AI is weird
LLMs are unlike any other intelligence we've ever known
AI is strange. I can feed Bing a picture, and it can tell me where the picture was taken based on the landscape. ChatGPT can solve my son's A-level maths questions (useful for, err, checking answers). Udio can produce genuinely catchy music. A combination of ChatGPT, Copilot image creator, and Midjourney helped me create my own "Mr. Men" book - a unique birthday present for my wife (although I’m not sure she saw it that way…).
Yet, until recently, models couldn't even count the number of r's in Strawberry. Even o1 struggles with problems that require a basic understanding of the physical world. As humans, we delight in pointing out the simple (to us) things AI can't do while glossing over the remarkable feats it achieves.
AI is unlike any form of intelligence we've previously encountered. What it lacks in reasoning, it makes up for with sheer scale of knowledge. GPT-3, the last model for which data was published, was trained on around 300 billion words.
Let’s put that into context. The average human reads about 200 words per minute. Imagine you start reading at age 5 and live until 85 — a generous estimate for pretty much all the world. That would give you 80 years of reading, or roughly 80 * 60 * 24 * 365 = 42 million minutes. Or 8.5 billion words. But we need to sleep so the number drops to 5.6 billion.
So 5.6 billion is the upper limit on how many words a human can read in their lifetime. We can't exceed it. And, in reality, none of us gets close. We don't just read - we eat, we play, we relax, we work. Various studies reckon we read, on average, somewhere between 30 to 60 minutes per day. Assume the upper end and you get 80 * 60 * 1 * 365 * 200 = 350 million words.

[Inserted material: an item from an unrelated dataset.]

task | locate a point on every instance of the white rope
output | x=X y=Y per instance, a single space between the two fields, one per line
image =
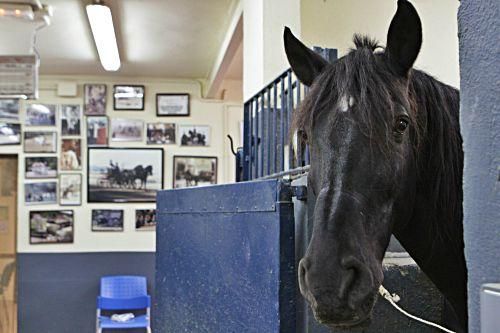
x=394 y=298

But I nearly forgot! We don't remember everything we read. Back in the 1880s, psychologist Hermann Ebbinghaus introduced the concept of the forgetting curve - the loss of memory with time. The curve shows a rapid decline in memory retention shortly after learning, levelling off over time. After about 30 days, only 20% of new information is retained. Applying this, we’d remember roughly 70 million of those 350 million words.
And, of course, we need to be alive to use our knowledge effectively, ideally around the midpoint of our lives. That brings us to 35 million words. Just 35 million. GPT-3 was trained on 300 billion. Roughly 10,000 times more words than we can hope to retain. Four orders of magnitude.

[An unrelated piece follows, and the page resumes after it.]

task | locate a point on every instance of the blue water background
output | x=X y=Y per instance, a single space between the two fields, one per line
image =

With the commercialization of AI, Frontier labs no longer publish detailed training information. But reasonable estimates for the latest models put their training data at around ten trillion words. Thirty times more than GPT-3. Five orders of magnitude more than you or I or any human can read.
Put another way, you'd need to live for 100 million years to read that much. 100 million years ago dinosaurs roamed the earth and the Atlantic ocean was just starting to form as North and South America pulled away from Europe and Africa. Even if I could live that long, I'd hate to think how wrinkly I'd be.
AI models aren’t like any form of intelligence we’ve ever known. They possess knowledge on a scale that dwarfs human capacity. They have the potential to spot connections across disciplines and unearth insights that humans just can’t. These systems challenge our understanding not because they resemble us, but because they are so fundamentally different. They are genuinely alien creations that we have little hope of ever understanding. We live in interesting times!